For many people, violence is violence. Whether it be a school shooting, an act of terrorism, or the like, violence is typified by action: the deliberate bringing of harm upon others. Such actions regularly steal the headlines: an exercise in the media fulfilling its dutiful role to remind us that the world is a dangerous place.

But there is another kind of violence that garners far less attention than flashy, dramatic, “sudden violence”: its called systemic, or “slow” violence. The American healthcare system in the twenty first century is set to be at the forefront of this phenomenon yet again, owing to a devil’s brew of spiraling costs and a massive coverage gap.

We are well aware of many of the different kinds of slow violence already at work in society: poverty, discrimination and disenfranchisement are a few examples. Indeed, stories where slow violence is the hidden culprit, like the recent Baltimore protests, make up the vast majority of the most serious problems we face today. Yet news of it in itself rarely sells, and with good reason. It is much more difficult to make sound bytes out of issues of slow violence; where the culprits are elusive and the story is constantly unfolding behind the scenes. The accessibility of healthcare has suffered from this same reporting deficit.

Furthermore, the complexity of the issues in the American healthcare system has often forced people to grapple with an entirely different class of troublemakers, a class largely seen as innocent or, at worst, passive. But when slow violence becomes the paradigm, the causes of conflict and mismanagement increasingly start to become the impersonal forces set in motion by those in high perches– elected or otherwise– rather than those whose responses are symptomatic of the larger issue, and who are usually forced to take the blame. Understanding slow violence requires that we weigh responsibility for problems in relation to who can make decisions independent of external circumstances, and that often leads us right up to the doors of power.

Yet news of [slow violence] in itself rarely sells, and with good reason.
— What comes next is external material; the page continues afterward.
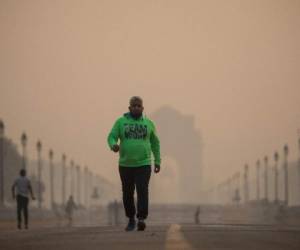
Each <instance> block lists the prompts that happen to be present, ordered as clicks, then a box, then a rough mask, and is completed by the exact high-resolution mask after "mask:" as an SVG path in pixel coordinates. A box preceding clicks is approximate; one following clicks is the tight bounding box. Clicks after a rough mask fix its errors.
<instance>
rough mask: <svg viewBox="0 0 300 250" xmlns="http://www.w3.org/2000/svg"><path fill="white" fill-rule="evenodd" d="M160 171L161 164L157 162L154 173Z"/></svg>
mask: <svg viewBox="0 0 300 250" xmlns="http://www.w3.org/2000/svg"><path fill="white" fill-rule="evenodd" d="M159 171H160V165H158V164H155V166H154V173H156V174H157V173H159Z"/></svg>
It is much more difficult to make sound bytes out of issues of slow violence…

In the post ACA world, despite the will of America’s small but growing progressive movement, we appear to have all of the ingredients for a new round of slow violence against the American people. Mandated costs, poor coverage, and a first class economic infrastructure makes the entire fiasco of an uninsured first world population an embarrassment. But is this not just politics on the hill as usual? At what cost does all of this wrangling occur?

The short answer? Over one, and up to three Iraq wars.

That is the magic of slow violence; because those who benefit from it are often those that are in power, continuing slow violence is always able to be considered in the realm of acceptable opinion. Preventable deaths racked up in the ERs and on the streets rarely risk capturing the media’s attention as they do during times of war. They are seen as unfortunate, rather than abominable. As a result, even modest costs are allowed to pile up until they become absolutely unbearable, and these are not modest costs. They are uninsured rates almost three times of those that accepted the expansion. They are coverage gaps that will bear most heavily on the economically unstable South (89% of the gap is in the former confederacy, which is suffering from a host of other problems to begin with). And they are being unheard.

Because those who benefit from it are often those that are in power, continuing slow violence is always able to be considered in the realm of acceptable opinion.

And so the injustice in healthcare against the poor and working class will merely become the most recent in a string of silent atrocities. Slow violence will continue to lurk beneath our headlines, sheltered from critical scrutiny under the banner of “entitlement.” And America will again be forced to wait until long overdue for the next challenge to this epidemic of maltreatment to occur.